Description
1 Assignment Description
This week we will see an application of the greedy strategy in the problem of compressing
strings. Suppose the string to be compressed contains 26 different characters from the English
alphabet. We need to give each character a code. One example of such a code is ASCII. If
we used a fixed length code like ASCII, each character can be represented using 5 bits and
the total number of bits required is string length * 5. Instead we can take advantage of the
fact that not all characters occur with the same frequency. A variable length code saves bits
by assigning a smaller code to the most frequently occurring characters. For example, we
might use just a single bit for the most frequently occurring character and more than 5 bits
for the least frequent character. In this assignment, we use the variable length code called
Huffman Code. The Huffman method builds up a tree whose leaves represent the characters
in the string along with their frequencies. The code for a character is the path from the root
to the leaf that represents that character. Huffman trees can be built using priority queues
which internally use min-heaps.
2 Your Task
We have given you the Huffman Tree building code and the PriorityQueue class. The
PriorityQueue class uses a heap internally and we need you to implement the following
methods in the heap class.
1. minimum – returns the minimum element in the heap
2. extract min – removes and returns the element with the smallest key from the heap
3. insert(element) – inserts element into the heap
4. min heapify(i) – move the element at position at i to the correct position
5. build min heap – rearrange data[] attribute so that it represents the min-heap
1
3 Running Your Code
• To run, execute python compress.py This file runs a the exec huff method on a simple
dictionary that maps each character to its frequrency in a string.

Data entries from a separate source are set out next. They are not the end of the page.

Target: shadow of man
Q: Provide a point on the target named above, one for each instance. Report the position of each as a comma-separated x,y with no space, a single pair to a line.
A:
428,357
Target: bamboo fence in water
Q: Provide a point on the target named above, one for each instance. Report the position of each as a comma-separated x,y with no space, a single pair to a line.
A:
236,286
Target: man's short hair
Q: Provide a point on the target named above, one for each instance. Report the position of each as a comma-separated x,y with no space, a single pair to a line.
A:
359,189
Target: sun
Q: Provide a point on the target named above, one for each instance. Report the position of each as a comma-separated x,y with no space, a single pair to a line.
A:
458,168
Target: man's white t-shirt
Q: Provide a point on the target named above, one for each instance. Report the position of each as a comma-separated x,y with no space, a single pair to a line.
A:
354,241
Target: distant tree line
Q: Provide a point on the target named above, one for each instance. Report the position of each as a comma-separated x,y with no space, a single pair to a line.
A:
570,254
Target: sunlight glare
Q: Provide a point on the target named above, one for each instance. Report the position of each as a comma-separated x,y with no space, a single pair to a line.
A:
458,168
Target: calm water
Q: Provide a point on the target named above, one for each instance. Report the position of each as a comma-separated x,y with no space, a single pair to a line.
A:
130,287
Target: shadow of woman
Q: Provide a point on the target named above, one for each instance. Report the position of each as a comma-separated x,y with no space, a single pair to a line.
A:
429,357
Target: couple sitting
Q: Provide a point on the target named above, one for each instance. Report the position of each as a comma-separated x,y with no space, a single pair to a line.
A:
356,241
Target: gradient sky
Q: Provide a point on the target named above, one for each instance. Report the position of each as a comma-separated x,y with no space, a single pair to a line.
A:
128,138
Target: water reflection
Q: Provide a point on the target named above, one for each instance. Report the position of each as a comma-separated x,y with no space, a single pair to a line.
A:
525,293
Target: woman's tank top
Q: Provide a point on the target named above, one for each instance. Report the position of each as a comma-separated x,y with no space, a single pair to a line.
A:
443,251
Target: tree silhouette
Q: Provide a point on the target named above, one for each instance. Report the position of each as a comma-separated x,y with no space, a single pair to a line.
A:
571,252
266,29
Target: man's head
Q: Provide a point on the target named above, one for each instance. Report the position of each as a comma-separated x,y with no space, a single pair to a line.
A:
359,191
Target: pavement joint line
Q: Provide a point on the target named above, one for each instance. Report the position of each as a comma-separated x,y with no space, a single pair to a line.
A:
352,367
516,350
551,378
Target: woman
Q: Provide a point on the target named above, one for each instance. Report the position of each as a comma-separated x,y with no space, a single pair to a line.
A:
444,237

• To test You can run the provides test cases with python compress.py test.
4 Deliverables
Your forked repo’s hw7 folder should contain all the files from the zip. These are the ones
you need to modify:
• heap.py – containing your solution and tests
• README.md – where you explain your code.
• Hours – record the number of hours you spent on writing and debuging your code and,
separately, the number of hours you spent on the textbook exercises. Put your answers
in the README.md.
After that you can issue a pull request.
5 Testing
There are tests in tests.txt file which you can run by executing run compress.py test. We
also encourage you to write your own unit tests. A good way to do this is to use assert
statements. So if your function must return True for given inputs, the test case looks like
assert f(i) == True
You can then put all your tests inside an if statement.
if __name__ == “__main__”:
# my unit tests
The tests will be executed when you execute this python script but not when you include
this file into another script and run that.
2